Hello, OptiMIST People!
Back at it again with KaMIST! Your weekly dose of insights into the latest marketing trends. In this week’s KaMIST we’ll dive into marketing in a sustainable world.
Do you think today’s marketing is compatible with a sustainable future?
As we all know today, many brands have taken a big step in becoming more sustainable, especially in their production process. With more companies starting to swap their old nonrenewable and non-eco-friendly materials for recycled and renewable materials. However, a number of marketing concepts many companies use are drifting us further from the noble goal brands are striving to achieve in the first place.
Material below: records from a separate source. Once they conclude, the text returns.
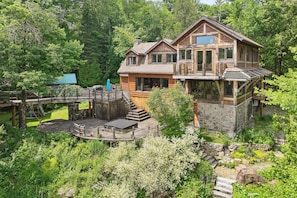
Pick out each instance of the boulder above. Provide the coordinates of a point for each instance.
(249, 176)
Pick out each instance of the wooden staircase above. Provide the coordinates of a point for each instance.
(223, 188)
(135, 113)
(212, 161)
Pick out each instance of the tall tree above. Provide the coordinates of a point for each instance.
(98, 20)
(270, 23)
(33, 48)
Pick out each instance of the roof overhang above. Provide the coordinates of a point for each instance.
(245, 74)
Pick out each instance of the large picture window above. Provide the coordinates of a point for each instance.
(132, 60)
(205, 90)
(228, 88)
(157, 58)
(225, 53)
(202, 40)
(185, 54)
(146, 84)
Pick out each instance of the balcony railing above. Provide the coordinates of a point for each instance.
(187, 68)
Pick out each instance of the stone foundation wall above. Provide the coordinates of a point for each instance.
(243, 112)
(218, 151)
(217, 117)
(227, 118)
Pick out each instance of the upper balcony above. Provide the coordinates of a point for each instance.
(188, 70)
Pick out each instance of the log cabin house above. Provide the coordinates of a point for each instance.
(215, 64)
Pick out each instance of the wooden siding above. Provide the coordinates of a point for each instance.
(139, 97)
(199, 30)
(124, 82)
(163, 49)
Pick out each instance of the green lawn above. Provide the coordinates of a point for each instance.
(60, 113)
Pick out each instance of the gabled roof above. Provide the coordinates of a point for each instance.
(219, 26)
(166, 41)
(141, 48)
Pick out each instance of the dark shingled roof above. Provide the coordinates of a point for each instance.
(219, 26)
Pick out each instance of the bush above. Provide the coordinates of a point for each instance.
(255, 136)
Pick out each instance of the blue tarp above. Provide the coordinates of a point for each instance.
(66, 80)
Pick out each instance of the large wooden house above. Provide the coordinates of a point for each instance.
(215, 64)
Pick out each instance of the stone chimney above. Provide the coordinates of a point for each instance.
(215, 18)
(137, 41)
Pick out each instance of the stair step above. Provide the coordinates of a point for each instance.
(214, 164)
(221, 194)
(225, 180)
(224, 190)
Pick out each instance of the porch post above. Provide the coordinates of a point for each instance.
(196, 119)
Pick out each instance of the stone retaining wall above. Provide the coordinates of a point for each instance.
(227, 118)
(218, 151)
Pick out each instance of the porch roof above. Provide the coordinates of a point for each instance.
(245, 74)
(146, 69)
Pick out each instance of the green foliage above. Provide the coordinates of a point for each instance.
(175, 111)
(198, 183)
(34, 50)
(158, 166)
(255, 136)
(220, 138)
(230, 165)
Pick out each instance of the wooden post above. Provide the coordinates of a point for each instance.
(13, 116)
(196, 119)
(261, 103)
(90, 109)
(113, 133)
(20, 115)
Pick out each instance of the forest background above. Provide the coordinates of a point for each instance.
(46, 38)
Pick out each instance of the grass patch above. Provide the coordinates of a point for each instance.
(61, 113)
(220, 138)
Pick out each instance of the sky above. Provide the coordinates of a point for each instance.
(209, 2)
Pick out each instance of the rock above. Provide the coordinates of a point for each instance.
(68, 192)
(249, 176)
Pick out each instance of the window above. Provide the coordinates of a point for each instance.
(241, 57)
(201, 40)
(157, 58)
(255, 55)
(132, 60)
(170, 58)
(205, 90)
(225, 53)
(248, 54)
(229, 52)
(185, 54)
(146, 84)
(221, 53)
(228, 88)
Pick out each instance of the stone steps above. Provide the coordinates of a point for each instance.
(137, 115)
(223, 188)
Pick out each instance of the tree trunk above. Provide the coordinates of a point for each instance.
(22, 113)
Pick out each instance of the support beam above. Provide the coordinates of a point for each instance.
(196, 119)
(13, 120)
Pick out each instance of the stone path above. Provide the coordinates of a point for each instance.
(223, 188)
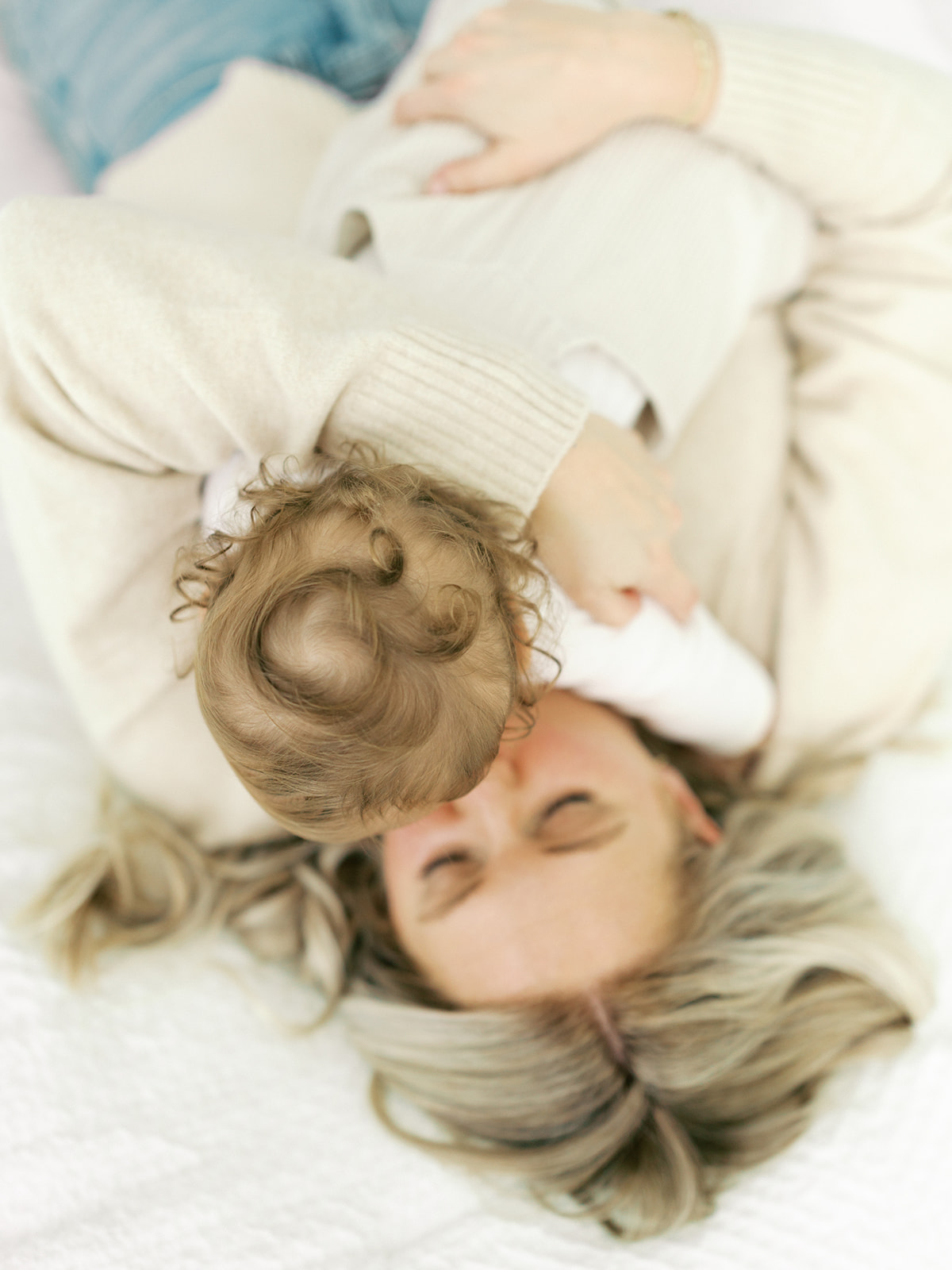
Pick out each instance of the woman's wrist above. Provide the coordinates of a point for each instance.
(674, 67)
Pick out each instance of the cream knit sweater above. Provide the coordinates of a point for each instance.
(810, 441)
(140, 353)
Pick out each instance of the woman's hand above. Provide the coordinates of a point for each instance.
(545, 82)
(605, 526)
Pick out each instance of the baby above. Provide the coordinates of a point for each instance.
(363, 643)
(367, 632)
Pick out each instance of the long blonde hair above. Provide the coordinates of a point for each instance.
(635, 1113)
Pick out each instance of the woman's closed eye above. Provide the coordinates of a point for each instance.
(573, 822)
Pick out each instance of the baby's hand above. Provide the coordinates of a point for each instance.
(605, 524)
(545, 82)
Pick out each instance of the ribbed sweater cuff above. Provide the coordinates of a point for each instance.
(492, 419)
(838, 121)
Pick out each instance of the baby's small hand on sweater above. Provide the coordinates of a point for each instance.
(546, 82)
(605, 525)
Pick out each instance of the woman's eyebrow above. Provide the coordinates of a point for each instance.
(592, 842)
(451, 901)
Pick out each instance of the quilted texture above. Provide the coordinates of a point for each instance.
(162, 1118)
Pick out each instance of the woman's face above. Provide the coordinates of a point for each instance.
(559, 870)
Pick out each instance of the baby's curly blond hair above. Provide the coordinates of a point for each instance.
(362, 641)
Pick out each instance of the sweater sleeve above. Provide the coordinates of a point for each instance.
(140, 353)
(865, 609)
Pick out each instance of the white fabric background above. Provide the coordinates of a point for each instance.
(156, 1119)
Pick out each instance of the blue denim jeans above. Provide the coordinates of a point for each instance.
(107, 75)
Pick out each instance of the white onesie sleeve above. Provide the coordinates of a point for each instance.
(689, 683)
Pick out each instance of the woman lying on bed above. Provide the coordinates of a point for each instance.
(639, 1064)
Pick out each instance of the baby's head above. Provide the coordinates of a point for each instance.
(362, 643)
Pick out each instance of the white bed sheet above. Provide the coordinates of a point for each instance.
(156, 1119)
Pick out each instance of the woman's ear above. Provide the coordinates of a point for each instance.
(689, 806)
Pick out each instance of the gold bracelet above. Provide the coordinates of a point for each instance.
(706, 61)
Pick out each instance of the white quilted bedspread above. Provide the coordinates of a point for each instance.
(159, 1119)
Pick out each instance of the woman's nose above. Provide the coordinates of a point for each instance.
(494, 804)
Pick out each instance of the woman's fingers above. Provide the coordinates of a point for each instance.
(503, 163)
(668, 583)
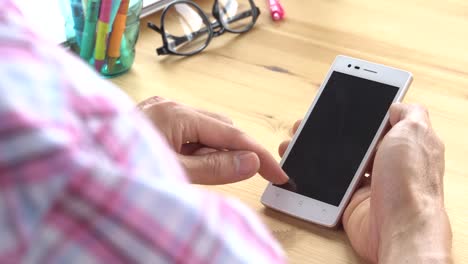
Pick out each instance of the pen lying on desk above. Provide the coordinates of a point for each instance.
(276, 10)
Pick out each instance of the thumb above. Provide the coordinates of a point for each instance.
(221, 167)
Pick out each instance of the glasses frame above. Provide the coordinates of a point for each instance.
(212, 28)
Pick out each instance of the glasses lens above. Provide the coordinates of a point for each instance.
(185, 29)
(236, 15)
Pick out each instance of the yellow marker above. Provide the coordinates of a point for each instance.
(101, 36)
(113, 52)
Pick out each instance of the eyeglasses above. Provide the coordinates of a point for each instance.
(186, 29)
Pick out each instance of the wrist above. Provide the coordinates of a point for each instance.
(426, 238)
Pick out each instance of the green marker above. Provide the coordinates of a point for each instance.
(89, 32)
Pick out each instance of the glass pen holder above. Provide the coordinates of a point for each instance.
(103, 32)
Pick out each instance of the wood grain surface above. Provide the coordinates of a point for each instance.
(266, 79)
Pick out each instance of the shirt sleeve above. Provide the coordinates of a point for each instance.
(85, 178)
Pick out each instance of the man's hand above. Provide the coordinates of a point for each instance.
(210, 148)
(400, 216)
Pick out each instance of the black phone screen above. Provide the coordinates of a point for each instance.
(336, 137)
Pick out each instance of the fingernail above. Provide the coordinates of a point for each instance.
(247, 163)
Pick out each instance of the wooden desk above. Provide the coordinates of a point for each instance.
(266, 79)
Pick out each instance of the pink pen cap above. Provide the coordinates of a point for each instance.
(276, 10)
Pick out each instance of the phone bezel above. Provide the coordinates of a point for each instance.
(314, 210)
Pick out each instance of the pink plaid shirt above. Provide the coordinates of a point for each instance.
(84, 177)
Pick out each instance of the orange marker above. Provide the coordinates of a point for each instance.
(113, 50)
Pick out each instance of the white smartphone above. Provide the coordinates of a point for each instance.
(335, 140)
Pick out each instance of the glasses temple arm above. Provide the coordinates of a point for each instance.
(180, 40)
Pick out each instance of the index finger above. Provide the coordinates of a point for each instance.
(399, 112)
(216, 134)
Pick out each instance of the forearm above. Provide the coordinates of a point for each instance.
(426, 239)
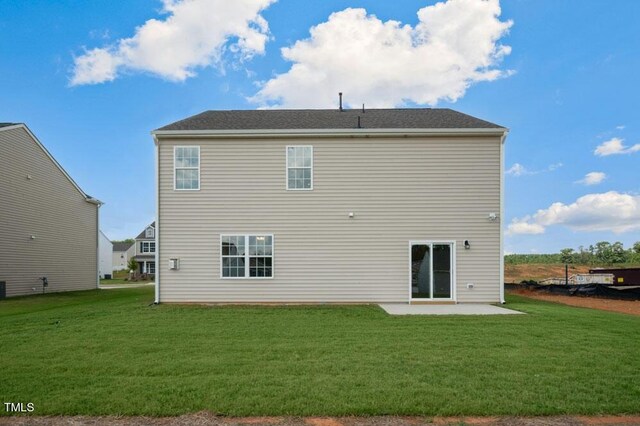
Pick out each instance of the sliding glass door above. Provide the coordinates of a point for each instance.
(431, 270)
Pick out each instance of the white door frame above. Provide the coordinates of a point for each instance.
(452, 243)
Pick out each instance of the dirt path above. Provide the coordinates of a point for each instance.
(625, 306)
(205, 419)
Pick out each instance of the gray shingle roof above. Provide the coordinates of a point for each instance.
(303, 119)
(141, 235)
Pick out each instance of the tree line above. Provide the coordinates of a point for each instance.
(602, 253)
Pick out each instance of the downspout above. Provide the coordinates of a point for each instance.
(98, 204)
(157, 231)
(502, 140)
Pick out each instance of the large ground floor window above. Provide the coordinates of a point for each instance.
(246, 256)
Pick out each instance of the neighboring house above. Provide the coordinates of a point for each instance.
(122, 252)
(105, 254)
(145, 250)
(385, 205)
(48, 225)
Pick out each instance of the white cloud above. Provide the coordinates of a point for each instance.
(592, 178)
(524, 227)
(614, 146)
(519, 170)
(195, 34)
(609, 211)
(383, 64)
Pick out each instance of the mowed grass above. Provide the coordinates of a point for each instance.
(109, 352)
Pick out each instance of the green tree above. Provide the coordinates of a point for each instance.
(602, 251)
(567, 255)
(618, 255)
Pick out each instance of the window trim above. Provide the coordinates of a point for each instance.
(146, 232)
(142, 243)
(286, 167)
(246, 236)
(175, 169)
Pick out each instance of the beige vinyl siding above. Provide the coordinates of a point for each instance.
(429, 188)
(49, 207)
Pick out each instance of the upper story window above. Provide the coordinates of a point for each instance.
(147, 246)
(300, 167)
(186, 162)
(149, 233)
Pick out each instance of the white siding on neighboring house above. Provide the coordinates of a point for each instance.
(48, 226)
(121, 258)
(105, 253)
(402, 189)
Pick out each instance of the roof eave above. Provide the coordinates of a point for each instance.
(257, 133)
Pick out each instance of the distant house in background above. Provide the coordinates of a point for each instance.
(48, 225)
(145, 250)
(105, 254)
(122, 252)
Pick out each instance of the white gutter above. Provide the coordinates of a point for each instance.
(262, 133)
(93, 200)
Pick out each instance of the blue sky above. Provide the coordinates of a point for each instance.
(92, 79)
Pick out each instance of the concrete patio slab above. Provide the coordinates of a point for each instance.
(459, 309)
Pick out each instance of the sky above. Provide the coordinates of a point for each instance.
(93, 79)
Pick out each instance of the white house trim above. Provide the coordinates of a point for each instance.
(365, 132)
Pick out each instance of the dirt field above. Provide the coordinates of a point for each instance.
(625, 306)
(205, 419)
(539, 271)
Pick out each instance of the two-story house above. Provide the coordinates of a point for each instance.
(48, 224)
(145, 250)
(344, 206)
(122, 252)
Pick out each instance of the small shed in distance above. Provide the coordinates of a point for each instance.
(621, 276)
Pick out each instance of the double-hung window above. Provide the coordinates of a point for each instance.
(246, 256)
(147, 246)
(300, 168)
(186, 164)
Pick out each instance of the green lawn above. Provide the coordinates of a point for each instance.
(122, 281)
(109, 352)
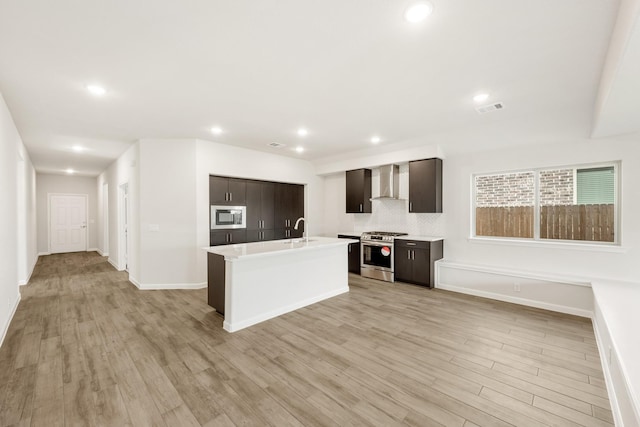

The global Chief Marketing Officer of Dole Sunshine Company, Rupen Desai, argues that many marketing strategies such as premiumization, upsizing, mass consumption, and profit above all else are “incompatible” with a sustainable future. He explains how premiumization, which often means using more packaging to charge higher prices to consumers, and upsizing, a marketing tactic to make consumers feel like they’re getting a good deal by encouraging people to buy more products in larger serves, are both damaging for the planet and the company’s sustainability efforts itself.
Desai stated that 21st century marketing gives meaning to desire, gives wants, and creates needs. An example of this is how a pair of jeans can be a symbol of liberation, the newest phone model can help you raise your status. It’s almost telling the world that to be happy, you need to consume more.
Taide Guajardo, Brand Senior Vice President Europe from P&G, has a different opinion. According to him, brands have made their marketing suitable for a sustainable world. P&G has made significant strides in its supply chain and operations which is reflected in its business marketing activities. P&G together with National Geographic Creative Works once launched a campaign to lower the temperature of washing water to reduce greenhouse gas emissions. With communications and campaigns, marketing has an ‘exceptional power’ in the modern and sustainable business world.
This statement was again challenged by Desai by looking at the business reality, which turns out that we have not been able to answer all the challenges now. The ‘exceptional power’ of modern and sustainable business will emerge when business is closer to people, planet, and prosperity that depend on each other. Ultimately, the majority of marketers agree that today’s marketing is incompatible with a sustainable future.
What do you think? Does today’s marketing have the ‘exceptional power’ to actualize marketing in a sustainable world?